Montaigne, je l'avoue, ne connaît pas l'art d'anéantir les passions; il réclamerait volontiers, avec la Fontaine, contre cette philosophie rigide qui fait cesser de vivre avant que l'on soit mort. Il aime à vivre, c'est-à-dire, à goûter les plaisirs que permet la nature bien ordonnée. Pour moi, dit-il, j'aime la vie et la cultive, telle qu'il a plu à Dieu nous l'octroyer. Il croit que c'est le parti de la sagesse, et qu'on serait coupable autant que malheureux de se refuser l'usage des biens que nous avons reçus en partage.

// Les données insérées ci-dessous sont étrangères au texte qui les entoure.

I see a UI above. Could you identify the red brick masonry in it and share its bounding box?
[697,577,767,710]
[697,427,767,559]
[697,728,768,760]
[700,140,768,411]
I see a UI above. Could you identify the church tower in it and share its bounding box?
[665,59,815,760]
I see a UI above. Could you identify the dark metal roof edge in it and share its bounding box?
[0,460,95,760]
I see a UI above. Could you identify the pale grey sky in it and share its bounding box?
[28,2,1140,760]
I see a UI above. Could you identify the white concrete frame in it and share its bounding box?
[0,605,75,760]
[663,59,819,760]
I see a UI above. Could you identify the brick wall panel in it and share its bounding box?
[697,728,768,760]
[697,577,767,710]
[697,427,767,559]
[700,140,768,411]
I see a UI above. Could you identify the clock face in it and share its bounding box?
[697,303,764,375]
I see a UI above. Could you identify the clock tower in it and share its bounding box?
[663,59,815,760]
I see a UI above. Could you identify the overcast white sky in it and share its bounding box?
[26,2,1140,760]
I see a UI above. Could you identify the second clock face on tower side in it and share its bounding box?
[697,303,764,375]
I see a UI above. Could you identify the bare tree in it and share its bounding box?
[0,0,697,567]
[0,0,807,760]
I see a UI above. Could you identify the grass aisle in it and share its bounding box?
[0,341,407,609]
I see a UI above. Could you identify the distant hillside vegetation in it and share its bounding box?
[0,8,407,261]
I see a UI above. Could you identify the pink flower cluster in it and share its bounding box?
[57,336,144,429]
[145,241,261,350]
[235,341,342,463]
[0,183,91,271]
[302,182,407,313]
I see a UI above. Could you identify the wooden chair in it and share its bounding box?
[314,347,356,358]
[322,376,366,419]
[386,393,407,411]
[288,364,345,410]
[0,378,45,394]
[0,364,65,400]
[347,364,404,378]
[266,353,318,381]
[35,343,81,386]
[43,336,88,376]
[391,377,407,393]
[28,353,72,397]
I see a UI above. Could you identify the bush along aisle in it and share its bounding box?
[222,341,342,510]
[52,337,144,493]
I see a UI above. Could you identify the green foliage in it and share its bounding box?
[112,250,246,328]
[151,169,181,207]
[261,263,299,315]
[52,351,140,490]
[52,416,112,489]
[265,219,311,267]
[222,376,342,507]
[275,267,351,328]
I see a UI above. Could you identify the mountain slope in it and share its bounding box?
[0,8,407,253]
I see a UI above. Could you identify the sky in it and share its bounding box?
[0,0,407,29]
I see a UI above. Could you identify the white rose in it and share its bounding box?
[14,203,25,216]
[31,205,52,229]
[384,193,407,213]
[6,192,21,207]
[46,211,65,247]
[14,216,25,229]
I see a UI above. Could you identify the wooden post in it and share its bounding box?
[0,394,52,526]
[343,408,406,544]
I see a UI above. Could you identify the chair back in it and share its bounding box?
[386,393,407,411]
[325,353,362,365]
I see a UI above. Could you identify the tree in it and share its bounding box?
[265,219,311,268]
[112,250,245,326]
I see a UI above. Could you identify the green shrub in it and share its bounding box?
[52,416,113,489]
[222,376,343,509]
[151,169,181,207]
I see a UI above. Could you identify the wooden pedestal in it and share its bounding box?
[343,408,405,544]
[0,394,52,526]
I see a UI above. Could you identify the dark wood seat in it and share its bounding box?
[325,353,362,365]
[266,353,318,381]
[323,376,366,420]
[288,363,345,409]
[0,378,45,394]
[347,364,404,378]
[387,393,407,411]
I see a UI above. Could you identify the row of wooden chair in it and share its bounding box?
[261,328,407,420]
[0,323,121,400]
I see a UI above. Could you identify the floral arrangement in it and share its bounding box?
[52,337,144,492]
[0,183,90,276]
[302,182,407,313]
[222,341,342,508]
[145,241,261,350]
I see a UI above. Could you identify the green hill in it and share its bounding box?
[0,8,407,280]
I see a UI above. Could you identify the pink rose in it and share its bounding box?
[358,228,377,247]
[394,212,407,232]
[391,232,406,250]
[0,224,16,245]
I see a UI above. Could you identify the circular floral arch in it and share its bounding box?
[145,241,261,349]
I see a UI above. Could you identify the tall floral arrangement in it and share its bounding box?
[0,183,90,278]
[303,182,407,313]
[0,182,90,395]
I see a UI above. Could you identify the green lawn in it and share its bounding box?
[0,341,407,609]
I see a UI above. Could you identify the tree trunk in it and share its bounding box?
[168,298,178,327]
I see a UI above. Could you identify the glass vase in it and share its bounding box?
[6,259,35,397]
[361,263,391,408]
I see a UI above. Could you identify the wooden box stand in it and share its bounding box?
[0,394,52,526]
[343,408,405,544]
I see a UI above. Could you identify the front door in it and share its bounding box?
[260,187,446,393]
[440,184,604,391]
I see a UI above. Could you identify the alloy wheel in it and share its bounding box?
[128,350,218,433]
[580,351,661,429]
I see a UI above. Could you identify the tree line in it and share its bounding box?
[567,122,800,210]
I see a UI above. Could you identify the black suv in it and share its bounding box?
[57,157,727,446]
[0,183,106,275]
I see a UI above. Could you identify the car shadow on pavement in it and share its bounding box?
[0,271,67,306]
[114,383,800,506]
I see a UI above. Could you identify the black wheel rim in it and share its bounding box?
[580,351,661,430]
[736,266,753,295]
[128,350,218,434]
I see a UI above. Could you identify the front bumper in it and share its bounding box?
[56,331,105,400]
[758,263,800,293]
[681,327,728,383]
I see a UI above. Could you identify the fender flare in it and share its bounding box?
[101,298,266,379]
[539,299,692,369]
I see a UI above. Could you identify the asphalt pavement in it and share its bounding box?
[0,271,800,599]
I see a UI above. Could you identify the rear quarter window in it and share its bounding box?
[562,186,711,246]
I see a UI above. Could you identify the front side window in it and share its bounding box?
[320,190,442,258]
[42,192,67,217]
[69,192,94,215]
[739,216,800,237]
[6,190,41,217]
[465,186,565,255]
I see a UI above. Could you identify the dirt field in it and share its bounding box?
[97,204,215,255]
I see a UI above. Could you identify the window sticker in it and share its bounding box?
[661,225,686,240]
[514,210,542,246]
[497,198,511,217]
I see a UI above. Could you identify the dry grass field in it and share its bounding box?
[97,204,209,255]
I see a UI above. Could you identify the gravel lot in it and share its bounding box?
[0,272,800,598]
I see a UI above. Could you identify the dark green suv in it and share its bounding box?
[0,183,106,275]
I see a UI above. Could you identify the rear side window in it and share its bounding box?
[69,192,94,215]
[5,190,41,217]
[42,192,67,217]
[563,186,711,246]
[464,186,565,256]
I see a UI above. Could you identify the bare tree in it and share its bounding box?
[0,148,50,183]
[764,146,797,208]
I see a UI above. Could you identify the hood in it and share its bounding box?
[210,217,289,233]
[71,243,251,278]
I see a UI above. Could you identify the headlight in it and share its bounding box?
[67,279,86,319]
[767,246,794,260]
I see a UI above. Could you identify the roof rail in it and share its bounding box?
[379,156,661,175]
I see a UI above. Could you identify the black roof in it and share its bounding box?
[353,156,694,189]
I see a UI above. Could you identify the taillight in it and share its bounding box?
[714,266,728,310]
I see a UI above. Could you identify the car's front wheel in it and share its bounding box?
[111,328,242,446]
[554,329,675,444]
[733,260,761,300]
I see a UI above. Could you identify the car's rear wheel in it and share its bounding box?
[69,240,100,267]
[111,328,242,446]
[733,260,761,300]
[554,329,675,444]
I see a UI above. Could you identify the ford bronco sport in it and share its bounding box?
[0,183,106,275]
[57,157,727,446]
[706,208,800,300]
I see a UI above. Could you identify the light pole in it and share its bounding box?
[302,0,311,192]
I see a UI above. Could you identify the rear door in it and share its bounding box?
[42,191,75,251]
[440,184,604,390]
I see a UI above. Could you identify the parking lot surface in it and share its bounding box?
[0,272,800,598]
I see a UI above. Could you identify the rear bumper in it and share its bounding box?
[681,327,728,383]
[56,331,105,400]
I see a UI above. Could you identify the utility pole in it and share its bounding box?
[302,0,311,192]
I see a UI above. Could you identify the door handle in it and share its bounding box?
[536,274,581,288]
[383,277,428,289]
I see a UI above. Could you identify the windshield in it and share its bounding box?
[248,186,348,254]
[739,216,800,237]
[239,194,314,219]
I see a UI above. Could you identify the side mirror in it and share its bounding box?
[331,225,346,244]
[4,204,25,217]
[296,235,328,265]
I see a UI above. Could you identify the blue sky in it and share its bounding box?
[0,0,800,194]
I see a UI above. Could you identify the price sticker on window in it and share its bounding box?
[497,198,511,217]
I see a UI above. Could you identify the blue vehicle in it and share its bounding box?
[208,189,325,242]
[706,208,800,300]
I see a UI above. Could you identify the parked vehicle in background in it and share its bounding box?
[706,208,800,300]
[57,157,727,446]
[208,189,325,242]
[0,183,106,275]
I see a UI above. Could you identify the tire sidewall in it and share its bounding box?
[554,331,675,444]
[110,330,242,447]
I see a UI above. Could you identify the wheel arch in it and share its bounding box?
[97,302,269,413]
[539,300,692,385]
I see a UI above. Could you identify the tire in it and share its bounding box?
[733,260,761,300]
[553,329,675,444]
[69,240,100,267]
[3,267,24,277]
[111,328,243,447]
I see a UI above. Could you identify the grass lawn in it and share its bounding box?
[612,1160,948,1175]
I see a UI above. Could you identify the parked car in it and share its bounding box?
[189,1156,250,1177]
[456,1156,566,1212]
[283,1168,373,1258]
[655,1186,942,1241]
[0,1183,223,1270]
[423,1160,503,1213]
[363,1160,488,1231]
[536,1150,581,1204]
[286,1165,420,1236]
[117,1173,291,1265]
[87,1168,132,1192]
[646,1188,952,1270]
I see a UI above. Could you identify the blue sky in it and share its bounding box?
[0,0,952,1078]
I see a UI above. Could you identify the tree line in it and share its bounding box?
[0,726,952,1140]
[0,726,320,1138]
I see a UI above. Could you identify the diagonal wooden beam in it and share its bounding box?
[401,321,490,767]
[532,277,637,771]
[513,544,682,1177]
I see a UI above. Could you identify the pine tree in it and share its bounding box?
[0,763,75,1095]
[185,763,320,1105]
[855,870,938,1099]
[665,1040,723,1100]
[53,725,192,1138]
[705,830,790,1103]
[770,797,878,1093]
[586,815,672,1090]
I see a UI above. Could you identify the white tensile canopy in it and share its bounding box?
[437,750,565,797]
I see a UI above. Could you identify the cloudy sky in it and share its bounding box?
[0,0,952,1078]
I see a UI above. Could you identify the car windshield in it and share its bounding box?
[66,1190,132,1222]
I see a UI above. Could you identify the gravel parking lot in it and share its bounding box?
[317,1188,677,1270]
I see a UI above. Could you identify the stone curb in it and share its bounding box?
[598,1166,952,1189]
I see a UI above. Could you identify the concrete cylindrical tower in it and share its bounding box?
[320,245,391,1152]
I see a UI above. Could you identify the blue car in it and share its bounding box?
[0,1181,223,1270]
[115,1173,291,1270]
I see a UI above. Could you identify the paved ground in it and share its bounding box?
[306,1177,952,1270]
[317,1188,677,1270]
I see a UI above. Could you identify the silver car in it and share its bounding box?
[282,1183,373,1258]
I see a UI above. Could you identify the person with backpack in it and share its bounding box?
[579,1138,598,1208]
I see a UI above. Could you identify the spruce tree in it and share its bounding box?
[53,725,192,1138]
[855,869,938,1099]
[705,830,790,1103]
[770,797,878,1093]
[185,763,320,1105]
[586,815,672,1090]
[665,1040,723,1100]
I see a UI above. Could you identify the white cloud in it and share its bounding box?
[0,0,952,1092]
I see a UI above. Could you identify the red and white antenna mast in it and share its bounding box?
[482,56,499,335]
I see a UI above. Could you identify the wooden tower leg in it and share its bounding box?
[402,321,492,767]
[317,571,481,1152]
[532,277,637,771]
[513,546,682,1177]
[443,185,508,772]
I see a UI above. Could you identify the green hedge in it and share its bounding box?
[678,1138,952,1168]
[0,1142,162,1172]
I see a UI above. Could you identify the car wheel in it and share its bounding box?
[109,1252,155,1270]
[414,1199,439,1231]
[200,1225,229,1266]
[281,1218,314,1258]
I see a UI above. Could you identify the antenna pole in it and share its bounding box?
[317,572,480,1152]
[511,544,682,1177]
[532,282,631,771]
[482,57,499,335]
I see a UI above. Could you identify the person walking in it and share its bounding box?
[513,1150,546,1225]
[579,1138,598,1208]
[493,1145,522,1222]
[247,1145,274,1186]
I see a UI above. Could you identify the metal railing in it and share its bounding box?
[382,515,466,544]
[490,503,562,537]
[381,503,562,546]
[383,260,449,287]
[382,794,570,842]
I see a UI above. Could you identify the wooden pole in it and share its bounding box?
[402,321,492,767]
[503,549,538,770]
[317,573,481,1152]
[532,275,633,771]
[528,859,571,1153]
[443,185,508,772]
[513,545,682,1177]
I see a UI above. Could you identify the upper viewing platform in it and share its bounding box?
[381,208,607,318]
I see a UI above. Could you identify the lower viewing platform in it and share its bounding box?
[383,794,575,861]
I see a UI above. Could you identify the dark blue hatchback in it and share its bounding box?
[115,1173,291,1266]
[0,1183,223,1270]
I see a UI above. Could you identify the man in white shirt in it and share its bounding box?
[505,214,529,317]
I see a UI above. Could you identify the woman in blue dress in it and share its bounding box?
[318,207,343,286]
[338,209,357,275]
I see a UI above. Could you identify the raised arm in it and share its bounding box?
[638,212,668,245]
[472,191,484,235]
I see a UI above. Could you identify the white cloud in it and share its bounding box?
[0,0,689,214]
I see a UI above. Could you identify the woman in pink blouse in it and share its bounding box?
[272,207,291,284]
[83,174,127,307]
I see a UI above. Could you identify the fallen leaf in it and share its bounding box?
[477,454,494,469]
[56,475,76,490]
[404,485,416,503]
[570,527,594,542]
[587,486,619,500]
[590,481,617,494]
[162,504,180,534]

On fait tort à ce grand et tout-puissant donneur de refuser son don, l'annuler et desfigurer. Tout bon, il a fait tout bon. Ces maximes peuvent être rejetées par quelques esprits austères, qui ne conçoivent pas de vertu sans combat, et jugent du mérite par l'effort. Elles pourraient être dangereuses pour quelques âmes ardentes et passionnées, que leurs désirs emporteraient trop loin, et qui doivent être retenues, parce qu'elles ne savent pas s'arrêter. Mais Montaigne s'adresse à ceux qui, comme lui, éprouvent plutôt les faiblesses que les fureurs des passions; et c'est le grand nombre. Il est le conseiller qui

leur convient. Il ne les effraie pas sur leurs fautes qui lui paraissent une conséquence de leur nature. Il ne s'indigne pas de cette alternative de bien et de mal, qu'il regarde comme une faiblesse dont il trouve l'explication en lui-même. Il ne désespère personne, il n'est mécontent ni de lui ni des autres. Ses principes ne sont jamais sévères: s'ils pouvaient l'être, ses exemples seraient là pour nous défendre et nous rassurer. Il ne cherche donc pas à nous faire peur du vice; peut-être ne croit-il pas en avoir le droit; mais il s'efforce de nous séduire à la vertu, qu'il appelle qualité plaisante et gaie. Pour dernier terme, il nous propose le plaisir, et c'est au bien qu'il nous conduit.

La morale de Montaigne n'est pas sans doute assez parfaite pour des chrétiens: il serait à souhaiter qu'elle servit de guide à tous ceux qui n'ont pas le bonheur de l'être. Elle formera toujours un bon citoyen et un honnête homme. Elle n'est pas fondée sur l'abnégation de soi-même, mais elle a pour premier principe la bienveillance envers les autres, sans distinction de pays, de mœurs, de croyance religieuse. Elle nous instruit à chérir le gouvernement sous lequel nous vivons, à respecter les lois auxquelles nous sommes soumis, sans mépriser le gouvernement et les lois des autres nations, nous avertissant de ne pas croire que nous ayons seuls le dépôt de la justice et de la vérité. Elle n'est pas héroïque, mais elle n'a rien de faible: souvent même elle agrandit, elle transporte notre âme par la peinture des fortes vertus de l'antiquité, par le mépris des choses mortelles, et l'enthousiasme des grandes vérités. Mais bientôt elle nous ramène à la simplicité de la vie commune, nous y fixe par un nouvel attrait, et semble ne nous avoir élevés si haut dans ses théories sublimes, que pour nous réduire avec plus d'avantage à la facile pratique des devoirs habituels et des vertus ordinaires.